- A polícia de Goiás concluiu a investigação sobre a agressão ao cão Jhonny e indiciou uma mulher de 64 anos por maus-tratos qualificados.
- O laudo pericial confirmou queimaduras de primeiro a terceiro graus em 40% do corpo do animal.
- Vídeos de câmeras mostram a mulher jogando líquido quente sobre Jhonny, que estava na calçada; a substância não foi identificada com precisão.
- A suspeita foi indiciada com base na Lei de Crimes Ambientais; a pena, em caso de condenação, pode chegar a cinco anos de prisão mais multa.
- Jhonny permanece internado em clínica veterinária de Goiânia, com saúde estável e sem previsão de alta; a defesa da acusada não foi localizada.
A Polícia Civil de Goiás fechou a investigação sobre a agressão ao cão Jhonny.
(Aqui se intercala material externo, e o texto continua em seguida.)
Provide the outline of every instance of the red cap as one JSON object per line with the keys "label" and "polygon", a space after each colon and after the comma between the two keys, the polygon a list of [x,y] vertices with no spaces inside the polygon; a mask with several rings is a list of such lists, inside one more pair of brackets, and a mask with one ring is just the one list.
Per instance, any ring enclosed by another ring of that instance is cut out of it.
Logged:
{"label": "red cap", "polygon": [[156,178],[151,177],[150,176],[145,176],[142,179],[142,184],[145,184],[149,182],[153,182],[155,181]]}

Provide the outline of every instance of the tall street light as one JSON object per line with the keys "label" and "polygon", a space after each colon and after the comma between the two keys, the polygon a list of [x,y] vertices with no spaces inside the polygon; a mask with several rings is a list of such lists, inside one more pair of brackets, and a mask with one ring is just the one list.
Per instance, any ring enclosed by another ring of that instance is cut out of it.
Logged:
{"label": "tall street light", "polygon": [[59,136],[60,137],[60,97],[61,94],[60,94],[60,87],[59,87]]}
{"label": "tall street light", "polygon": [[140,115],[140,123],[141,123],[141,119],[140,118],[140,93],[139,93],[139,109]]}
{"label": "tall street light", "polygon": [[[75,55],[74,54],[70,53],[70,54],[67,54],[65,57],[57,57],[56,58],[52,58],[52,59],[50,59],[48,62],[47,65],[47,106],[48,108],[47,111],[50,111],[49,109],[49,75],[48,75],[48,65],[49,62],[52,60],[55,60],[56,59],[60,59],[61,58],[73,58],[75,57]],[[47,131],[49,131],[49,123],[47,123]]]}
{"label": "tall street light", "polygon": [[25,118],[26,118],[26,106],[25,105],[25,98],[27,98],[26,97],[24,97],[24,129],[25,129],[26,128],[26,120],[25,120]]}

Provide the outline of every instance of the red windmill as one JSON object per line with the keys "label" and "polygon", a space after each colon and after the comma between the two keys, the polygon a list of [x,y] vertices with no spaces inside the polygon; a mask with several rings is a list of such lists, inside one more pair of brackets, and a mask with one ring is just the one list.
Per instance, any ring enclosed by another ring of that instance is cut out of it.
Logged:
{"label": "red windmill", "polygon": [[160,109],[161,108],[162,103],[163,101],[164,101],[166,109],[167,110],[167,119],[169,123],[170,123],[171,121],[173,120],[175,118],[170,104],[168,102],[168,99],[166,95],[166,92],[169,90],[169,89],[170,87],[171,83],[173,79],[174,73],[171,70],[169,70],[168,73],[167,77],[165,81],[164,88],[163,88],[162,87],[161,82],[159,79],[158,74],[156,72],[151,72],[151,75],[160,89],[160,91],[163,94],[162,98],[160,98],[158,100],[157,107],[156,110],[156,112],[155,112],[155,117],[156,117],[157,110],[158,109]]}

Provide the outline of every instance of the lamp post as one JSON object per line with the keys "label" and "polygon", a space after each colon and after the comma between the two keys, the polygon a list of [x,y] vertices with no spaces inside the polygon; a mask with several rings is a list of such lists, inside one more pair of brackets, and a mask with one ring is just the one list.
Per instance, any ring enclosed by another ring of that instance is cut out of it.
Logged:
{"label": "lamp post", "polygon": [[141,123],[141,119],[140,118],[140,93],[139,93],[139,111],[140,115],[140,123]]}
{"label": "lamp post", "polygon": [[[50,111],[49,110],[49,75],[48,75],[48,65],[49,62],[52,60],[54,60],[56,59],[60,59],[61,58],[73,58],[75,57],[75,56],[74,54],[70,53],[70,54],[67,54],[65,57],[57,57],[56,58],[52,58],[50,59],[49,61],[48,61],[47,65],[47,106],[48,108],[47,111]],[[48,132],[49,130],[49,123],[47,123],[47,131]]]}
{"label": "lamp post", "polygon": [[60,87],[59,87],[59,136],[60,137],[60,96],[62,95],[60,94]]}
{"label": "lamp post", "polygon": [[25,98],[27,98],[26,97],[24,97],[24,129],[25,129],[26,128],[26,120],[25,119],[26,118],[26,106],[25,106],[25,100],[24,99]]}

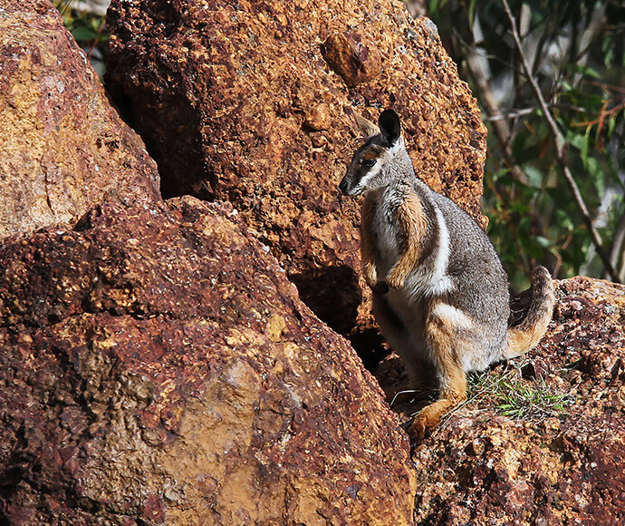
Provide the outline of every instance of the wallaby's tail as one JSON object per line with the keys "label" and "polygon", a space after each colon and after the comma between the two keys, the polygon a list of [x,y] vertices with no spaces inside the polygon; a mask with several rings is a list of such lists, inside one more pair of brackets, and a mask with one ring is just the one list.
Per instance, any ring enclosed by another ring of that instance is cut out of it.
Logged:
{"label": "wallaby's tail", "polygon": [[547,331],[555,305],[555,289],[551,274],[544,267],[532,273],[532,302],[527,316],[517,326],[508,328],[508,345],[502,358],[507,360],[529,351]]}

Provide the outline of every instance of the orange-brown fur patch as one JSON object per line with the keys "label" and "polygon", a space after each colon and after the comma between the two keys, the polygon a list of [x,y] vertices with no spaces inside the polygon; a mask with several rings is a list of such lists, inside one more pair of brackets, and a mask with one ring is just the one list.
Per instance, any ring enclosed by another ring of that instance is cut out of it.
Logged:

A principal suspeita é uma mulher de 64 anos, indiciada por maus-tratos qualificados contra o animal. O caso ganhou notoriedade após as imagens registrarem o ataque.
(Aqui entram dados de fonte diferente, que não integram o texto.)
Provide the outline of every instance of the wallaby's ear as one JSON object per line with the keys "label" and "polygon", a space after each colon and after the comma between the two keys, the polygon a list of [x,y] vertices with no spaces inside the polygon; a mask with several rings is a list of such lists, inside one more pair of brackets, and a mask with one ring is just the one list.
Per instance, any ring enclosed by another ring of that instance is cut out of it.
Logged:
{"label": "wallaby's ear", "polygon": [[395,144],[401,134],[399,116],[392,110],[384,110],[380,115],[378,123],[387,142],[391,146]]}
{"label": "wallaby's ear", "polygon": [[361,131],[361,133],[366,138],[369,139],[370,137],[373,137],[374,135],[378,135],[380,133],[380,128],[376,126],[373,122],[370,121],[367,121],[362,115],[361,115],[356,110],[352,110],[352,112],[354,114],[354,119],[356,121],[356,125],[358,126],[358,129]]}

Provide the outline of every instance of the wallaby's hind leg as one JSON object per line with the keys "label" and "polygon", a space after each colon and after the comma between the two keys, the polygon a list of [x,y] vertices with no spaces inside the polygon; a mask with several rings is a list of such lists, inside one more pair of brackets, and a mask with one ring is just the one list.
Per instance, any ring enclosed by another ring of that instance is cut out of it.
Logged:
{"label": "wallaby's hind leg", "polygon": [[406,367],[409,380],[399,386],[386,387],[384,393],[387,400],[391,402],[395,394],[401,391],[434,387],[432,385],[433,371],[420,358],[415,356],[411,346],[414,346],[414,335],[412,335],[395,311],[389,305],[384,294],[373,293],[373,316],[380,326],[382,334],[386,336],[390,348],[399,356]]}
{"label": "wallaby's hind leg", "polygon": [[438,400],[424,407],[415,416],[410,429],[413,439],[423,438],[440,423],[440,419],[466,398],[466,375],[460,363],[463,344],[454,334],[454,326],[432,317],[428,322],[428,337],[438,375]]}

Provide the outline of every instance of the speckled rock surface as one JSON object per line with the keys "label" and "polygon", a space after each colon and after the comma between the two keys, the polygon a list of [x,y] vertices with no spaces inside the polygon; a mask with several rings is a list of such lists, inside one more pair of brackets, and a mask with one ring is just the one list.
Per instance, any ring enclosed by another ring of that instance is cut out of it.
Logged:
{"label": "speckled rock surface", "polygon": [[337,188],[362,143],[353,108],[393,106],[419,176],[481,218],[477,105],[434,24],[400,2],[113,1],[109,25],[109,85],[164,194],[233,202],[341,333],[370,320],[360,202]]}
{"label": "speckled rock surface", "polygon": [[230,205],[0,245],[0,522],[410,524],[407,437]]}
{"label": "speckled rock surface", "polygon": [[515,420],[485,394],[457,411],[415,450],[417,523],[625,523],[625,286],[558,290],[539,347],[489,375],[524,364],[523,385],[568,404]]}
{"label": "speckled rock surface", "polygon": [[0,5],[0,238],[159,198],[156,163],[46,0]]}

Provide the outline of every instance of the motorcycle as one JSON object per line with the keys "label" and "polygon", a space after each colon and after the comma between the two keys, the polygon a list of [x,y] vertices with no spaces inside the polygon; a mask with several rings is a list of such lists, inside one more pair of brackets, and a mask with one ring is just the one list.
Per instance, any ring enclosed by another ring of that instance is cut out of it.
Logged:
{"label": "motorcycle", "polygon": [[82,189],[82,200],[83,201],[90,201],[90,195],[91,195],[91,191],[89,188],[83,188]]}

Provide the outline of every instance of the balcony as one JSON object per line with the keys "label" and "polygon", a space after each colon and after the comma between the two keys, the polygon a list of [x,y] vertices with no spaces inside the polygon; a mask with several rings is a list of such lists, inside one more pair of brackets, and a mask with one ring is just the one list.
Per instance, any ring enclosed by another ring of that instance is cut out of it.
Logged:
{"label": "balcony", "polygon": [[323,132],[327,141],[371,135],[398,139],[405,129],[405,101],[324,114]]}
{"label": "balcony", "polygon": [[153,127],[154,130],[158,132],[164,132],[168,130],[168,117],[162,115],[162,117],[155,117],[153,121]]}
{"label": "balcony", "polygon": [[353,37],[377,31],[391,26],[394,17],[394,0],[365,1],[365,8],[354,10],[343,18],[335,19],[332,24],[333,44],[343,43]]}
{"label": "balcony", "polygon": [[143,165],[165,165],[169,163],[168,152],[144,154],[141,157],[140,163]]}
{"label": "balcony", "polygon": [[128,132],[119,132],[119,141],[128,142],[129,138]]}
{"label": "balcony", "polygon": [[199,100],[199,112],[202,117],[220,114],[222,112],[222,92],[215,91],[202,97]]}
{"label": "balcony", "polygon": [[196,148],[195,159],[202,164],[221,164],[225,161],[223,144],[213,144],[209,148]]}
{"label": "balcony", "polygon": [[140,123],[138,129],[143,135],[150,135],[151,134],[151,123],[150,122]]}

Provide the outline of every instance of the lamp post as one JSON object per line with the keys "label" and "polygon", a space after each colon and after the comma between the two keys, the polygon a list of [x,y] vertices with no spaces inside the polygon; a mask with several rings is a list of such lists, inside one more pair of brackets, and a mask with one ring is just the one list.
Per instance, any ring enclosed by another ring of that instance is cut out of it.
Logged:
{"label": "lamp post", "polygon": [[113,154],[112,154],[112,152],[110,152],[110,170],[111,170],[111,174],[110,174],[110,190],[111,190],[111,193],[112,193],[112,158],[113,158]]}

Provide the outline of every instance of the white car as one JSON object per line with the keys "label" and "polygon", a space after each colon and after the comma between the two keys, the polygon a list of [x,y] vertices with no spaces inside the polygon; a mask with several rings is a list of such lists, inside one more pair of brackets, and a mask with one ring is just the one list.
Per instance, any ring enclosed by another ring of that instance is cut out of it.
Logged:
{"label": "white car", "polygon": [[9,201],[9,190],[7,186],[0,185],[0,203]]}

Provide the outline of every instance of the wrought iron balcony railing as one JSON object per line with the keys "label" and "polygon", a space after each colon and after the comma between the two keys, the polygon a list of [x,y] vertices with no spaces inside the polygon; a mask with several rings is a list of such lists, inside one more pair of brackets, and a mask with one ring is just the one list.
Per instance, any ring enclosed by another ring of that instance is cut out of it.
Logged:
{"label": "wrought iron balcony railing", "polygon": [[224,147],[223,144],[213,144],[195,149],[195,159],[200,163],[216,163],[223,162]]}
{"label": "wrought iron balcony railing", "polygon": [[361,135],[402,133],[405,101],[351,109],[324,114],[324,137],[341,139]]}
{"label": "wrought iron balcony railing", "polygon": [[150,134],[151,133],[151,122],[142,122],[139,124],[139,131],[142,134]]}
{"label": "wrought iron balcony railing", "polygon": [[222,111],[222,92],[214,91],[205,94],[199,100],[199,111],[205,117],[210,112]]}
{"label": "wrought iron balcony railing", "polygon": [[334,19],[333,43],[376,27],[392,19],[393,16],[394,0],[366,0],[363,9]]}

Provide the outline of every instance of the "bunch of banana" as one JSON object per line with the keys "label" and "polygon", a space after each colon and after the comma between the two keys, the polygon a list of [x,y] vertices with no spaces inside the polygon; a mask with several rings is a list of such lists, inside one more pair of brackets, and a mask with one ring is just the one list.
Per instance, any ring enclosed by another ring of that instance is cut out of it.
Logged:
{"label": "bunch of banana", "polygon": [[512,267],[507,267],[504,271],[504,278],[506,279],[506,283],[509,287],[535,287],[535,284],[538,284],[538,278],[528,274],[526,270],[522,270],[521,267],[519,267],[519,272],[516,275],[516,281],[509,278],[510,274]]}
O laudo pericial aponta queimaduras de primeiro a terceiro grau em 40% do corpo de Jhonny. Câmeras de segurança mostram a mulher derramando líquido quente sobre o cão, que estava deitado na calçada. A substância permanece não identificada, mas isso não altera a configuração criminosa, conforme a autoridade policial.
Com base em vídeos, depoimentos e exames técnicos, a suspeita foi indiciada pela Lei de Crimes Ambientais. Se condenada, a pena pode chegar a até cinco anos de prisão, além de multa. A defesa não foi localizada até o momento. Jhonny continua internado em Goiânia, em estado estável, sem previsão de alta.
Investigação e desdobramentos
A delegada responsável informou que o monitoramento médico acompanha possíveis consequências secundárias das queimaduras. O caso segue sob apuração, com diligências para confirmar a identificação da substância lançada e ouvir novas testemunhas.